When playing a game, you're just a mouse running around in a maze.

On the other hand, writing a game is creating the maze. This is far, far more engaging. It's like playing god.


Imagine how much you could accomplish if you used that time to for example learn a new language.

I disagree. The best way to learn a language is by playing. Reading compelling stories, making puns and jokes, flirting with the natives, having some fun!

And I hold the same opinion with mathematics. You can learn to attack some classes of solved problems without having fun, but to be a mathematician you have to follow your sense of aesthetics. Now this is highly sophisticated fun, the kind that takes years to develop. But once you achieve it, it is bottomless, requires nothing but a little free time and it is so useful that our entire civilization runs on it!


> I don't see how the early anthropologists would be so bored with this tribe.

The stereotypical anthropologist studies foreign tribes by interviewing their members and observing their rituals. Rituals are particularly important because they yield a lot of data about a tribe's traditions and belief systems.

But if the subjects refuse to chat and don't seem to hold any rituals over the course of a year, I can imagine why the anthropologist might get bored. He's not bored because his subjects are uninteresting. He's bored (or rather, frustrated) because he's unable to do the work that he came here to do.


> I don't see how the early anthropologists would be so bored with this tribe.
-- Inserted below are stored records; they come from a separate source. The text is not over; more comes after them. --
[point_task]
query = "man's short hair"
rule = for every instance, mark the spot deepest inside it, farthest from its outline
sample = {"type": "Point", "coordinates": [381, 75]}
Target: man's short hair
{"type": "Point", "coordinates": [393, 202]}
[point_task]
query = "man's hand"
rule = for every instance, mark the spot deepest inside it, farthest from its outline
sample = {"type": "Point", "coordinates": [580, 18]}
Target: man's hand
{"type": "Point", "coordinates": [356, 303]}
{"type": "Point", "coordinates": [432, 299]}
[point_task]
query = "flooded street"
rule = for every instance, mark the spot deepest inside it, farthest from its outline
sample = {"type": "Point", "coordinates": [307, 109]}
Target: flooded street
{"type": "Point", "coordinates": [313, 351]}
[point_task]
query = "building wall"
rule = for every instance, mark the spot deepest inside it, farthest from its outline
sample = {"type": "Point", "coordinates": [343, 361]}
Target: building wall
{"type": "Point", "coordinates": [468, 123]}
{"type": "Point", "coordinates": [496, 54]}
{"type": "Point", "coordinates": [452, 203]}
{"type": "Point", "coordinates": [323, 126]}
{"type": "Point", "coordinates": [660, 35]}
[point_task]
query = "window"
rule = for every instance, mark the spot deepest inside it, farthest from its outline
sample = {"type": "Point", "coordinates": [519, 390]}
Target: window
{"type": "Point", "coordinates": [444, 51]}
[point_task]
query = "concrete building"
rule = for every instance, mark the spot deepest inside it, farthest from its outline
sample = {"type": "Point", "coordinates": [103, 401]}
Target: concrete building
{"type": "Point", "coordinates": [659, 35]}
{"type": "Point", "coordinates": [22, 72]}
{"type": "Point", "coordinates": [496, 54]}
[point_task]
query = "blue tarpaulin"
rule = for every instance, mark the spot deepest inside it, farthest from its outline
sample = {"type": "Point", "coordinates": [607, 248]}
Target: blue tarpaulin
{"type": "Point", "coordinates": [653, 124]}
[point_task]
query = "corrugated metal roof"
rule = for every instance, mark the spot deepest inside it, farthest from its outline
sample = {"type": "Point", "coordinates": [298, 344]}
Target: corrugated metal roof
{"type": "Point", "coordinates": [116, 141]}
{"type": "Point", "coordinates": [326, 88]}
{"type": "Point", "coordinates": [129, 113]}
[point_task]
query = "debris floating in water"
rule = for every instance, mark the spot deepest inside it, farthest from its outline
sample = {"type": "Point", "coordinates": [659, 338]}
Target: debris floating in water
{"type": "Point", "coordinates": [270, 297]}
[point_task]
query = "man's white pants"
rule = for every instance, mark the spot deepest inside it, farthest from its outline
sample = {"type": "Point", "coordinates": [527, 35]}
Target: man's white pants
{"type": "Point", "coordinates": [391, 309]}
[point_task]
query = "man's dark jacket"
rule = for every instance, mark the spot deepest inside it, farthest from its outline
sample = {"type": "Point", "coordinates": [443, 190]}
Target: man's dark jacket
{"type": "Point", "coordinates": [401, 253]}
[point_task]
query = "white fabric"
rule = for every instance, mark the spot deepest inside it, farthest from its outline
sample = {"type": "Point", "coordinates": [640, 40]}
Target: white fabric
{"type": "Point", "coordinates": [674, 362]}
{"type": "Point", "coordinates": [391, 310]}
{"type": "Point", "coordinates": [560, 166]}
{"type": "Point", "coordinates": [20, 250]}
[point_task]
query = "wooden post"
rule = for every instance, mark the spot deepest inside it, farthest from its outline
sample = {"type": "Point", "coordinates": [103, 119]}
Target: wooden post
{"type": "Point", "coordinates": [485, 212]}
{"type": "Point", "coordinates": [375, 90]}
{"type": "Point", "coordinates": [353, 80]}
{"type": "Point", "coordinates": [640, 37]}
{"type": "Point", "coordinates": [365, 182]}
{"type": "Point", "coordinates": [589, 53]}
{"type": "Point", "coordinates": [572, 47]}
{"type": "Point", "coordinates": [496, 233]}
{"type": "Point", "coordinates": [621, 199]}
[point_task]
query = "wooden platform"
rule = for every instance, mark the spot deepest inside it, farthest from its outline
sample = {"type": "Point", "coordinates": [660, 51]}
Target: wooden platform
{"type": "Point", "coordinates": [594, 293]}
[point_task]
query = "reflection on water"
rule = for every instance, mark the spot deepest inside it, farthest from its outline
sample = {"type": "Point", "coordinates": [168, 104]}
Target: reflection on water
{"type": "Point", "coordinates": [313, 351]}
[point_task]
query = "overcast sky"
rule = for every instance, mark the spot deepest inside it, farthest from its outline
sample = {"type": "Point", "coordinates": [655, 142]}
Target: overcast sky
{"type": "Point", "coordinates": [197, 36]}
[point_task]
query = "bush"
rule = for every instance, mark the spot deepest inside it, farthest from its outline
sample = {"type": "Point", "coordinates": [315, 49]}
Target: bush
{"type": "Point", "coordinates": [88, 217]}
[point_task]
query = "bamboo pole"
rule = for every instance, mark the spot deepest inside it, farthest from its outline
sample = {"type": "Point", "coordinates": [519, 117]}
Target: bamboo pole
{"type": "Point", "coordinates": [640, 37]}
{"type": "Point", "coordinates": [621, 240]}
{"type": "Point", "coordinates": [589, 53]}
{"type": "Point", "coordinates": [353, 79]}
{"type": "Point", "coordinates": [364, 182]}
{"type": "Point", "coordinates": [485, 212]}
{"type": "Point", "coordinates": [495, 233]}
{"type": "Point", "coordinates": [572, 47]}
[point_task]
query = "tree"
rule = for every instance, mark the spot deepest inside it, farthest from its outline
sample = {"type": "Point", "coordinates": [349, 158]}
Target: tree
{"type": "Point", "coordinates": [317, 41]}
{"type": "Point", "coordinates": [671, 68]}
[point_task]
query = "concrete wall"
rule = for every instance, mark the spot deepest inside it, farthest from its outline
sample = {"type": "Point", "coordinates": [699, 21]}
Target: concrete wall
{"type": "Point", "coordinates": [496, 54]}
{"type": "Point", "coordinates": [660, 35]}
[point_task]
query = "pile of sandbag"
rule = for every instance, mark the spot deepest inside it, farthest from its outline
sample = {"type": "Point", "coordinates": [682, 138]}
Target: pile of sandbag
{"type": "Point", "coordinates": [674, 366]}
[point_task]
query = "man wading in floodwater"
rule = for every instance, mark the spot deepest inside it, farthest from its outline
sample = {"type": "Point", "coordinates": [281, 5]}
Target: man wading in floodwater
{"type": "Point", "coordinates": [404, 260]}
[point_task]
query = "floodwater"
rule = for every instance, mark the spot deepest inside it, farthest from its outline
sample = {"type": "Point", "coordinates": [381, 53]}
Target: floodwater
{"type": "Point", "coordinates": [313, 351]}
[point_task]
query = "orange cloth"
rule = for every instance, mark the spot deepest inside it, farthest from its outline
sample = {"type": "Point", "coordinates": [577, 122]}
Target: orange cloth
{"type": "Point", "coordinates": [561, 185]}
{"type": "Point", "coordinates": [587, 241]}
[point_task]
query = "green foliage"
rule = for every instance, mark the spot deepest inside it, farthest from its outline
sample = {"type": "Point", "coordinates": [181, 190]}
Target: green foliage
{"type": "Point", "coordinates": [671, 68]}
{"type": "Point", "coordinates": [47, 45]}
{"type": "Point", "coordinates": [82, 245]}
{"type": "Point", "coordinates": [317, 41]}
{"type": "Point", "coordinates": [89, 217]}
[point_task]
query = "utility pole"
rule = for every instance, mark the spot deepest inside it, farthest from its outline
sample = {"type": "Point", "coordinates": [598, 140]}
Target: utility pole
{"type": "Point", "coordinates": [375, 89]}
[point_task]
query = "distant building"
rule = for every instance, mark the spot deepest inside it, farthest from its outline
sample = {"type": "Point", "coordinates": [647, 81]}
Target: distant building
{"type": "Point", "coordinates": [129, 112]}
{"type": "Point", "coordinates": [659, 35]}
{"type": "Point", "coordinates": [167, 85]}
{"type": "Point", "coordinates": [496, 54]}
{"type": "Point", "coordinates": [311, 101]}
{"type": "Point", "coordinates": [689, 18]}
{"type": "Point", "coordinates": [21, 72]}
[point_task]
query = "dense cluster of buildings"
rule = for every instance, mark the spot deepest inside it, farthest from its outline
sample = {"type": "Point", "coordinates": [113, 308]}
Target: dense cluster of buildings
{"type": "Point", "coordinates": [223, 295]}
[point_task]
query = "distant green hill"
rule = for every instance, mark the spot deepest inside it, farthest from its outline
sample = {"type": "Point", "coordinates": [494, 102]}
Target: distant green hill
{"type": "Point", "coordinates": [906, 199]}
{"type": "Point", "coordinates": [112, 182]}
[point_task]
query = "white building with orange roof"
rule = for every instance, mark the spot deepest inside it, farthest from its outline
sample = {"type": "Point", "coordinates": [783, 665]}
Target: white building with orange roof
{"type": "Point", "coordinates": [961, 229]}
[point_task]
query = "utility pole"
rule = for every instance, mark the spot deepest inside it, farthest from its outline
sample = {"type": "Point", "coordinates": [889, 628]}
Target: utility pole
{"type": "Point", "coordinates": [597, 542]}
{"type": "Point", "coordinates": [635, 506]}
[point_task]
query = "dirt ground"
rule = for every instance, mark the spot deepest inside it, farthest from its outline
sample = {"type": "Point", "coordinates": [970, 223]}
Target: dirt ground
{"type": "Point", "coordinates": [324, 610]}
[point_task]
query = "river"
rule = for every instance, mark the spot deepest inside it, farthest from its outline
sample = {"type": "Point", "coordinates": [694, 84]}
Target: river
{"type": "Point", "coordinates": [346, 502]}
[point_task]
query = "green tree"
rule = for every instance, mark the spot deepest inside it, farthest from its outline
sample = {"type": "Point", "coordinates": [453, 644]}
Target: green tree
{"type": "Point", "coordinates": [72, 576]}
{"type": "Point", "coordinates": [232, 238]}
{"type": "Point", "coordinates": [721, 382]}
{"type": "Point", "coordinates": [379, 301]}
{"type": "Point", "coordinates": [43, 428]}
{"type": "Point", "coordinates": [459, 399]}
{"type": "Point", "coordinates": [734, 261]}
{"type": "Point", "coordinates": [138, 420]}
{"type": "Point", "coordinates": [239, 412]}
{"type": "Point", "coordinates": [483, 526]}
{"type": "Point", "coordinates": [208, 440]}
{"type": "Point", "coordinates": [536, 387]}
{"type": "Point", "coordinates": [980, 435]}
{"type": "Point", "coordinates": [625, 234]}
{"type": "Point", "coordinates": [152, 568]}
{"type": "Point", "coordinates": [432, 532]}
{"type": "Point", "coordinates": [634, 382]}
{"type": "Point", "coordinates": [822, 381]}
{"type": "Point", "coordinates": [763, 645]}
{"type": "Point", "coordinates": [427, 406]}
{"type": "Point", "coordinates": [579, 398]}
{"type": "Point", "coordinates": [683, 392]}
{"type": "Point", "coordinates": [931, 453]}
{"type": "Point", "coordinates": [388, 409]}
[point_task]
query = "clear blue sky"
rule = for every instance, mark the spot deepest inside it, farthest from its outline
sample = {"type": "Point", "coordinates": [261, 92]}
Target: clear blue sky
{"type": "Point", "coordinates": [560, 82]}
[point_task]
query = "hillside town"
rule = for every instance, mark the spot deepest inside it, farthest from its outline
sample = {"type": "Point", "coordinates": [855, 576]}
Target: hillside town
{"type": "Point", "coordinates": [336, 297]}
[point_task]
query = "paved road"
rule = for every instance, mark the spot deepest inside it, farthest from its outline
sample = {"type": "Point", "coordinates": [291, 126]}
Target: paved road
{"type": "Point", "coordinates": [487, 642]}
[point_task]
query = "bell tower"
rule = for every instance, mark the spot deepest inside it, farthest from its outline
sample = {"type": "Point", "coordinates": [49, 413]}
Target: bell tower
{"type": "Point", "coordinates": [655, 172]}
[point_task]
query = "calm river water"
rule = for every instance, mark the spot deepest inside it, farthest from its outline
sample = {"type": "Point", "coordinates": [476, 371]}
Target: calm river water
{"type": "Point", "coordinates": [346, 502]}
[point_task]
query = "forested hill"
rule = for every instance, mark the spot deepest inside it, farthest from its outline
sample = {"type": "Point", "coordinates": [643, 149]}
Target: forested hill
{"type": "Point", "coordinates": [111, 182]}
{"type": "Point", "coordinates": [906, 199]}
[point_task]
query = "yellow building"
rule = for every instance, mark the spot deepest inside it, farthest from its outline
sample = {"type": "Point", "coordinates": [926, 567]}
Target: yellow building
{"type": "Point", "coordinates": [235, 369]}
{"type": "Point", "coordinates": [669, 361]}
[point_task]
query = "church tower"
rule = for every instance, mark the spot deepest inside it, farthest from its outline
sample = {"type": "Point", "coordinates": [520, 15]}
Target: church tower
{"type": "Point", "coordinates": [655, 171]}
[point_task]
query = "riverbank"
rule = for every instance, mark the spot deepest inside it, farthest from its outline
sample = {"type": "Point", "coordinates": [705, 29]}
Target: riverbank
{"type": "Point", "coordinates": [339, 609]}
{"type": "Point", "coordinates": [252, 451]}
Once you document day-to-day living, which is probably not too unlike most of their neighbors. The only thing left is to document differences. In this case "doesn't do anything interesting" pretty much closes the book on them and it's time to move on.

Other groups will have interesting myths, or variations of myths, games, dances, music, etc. These guys basically just do nothing, and there's not a whole terrible lot that you can write about that.


What you're describing regarding phones seems more like an addictive compulsion than play to me.


I'm guessing they are boring because every day is the same as the day before. They have no religion, no beliefs, no customs. None of the things antropologists get excited about.


> Imagine how much you could accomplish if you used that time to for example learn a new language.

If they "play" Duolingo, they'd be doing both: having fun and learning a language.


Careful now D503 even speculating about play will have the Bureau of Guardians take you away to room 101.


Oh dear Looks like my reference to We by Yevgeny Zamyatin went over peoples heads.


Playing game on your smartphone and learning a (new) language are not necessarily incompatible: I'm addicted to memrise, which is very much like a game in its mechanics, but is teaching me an awful lot of useful Japanese words...


thanks just signed up for this for French. Let's see how it compares to the excellent anki.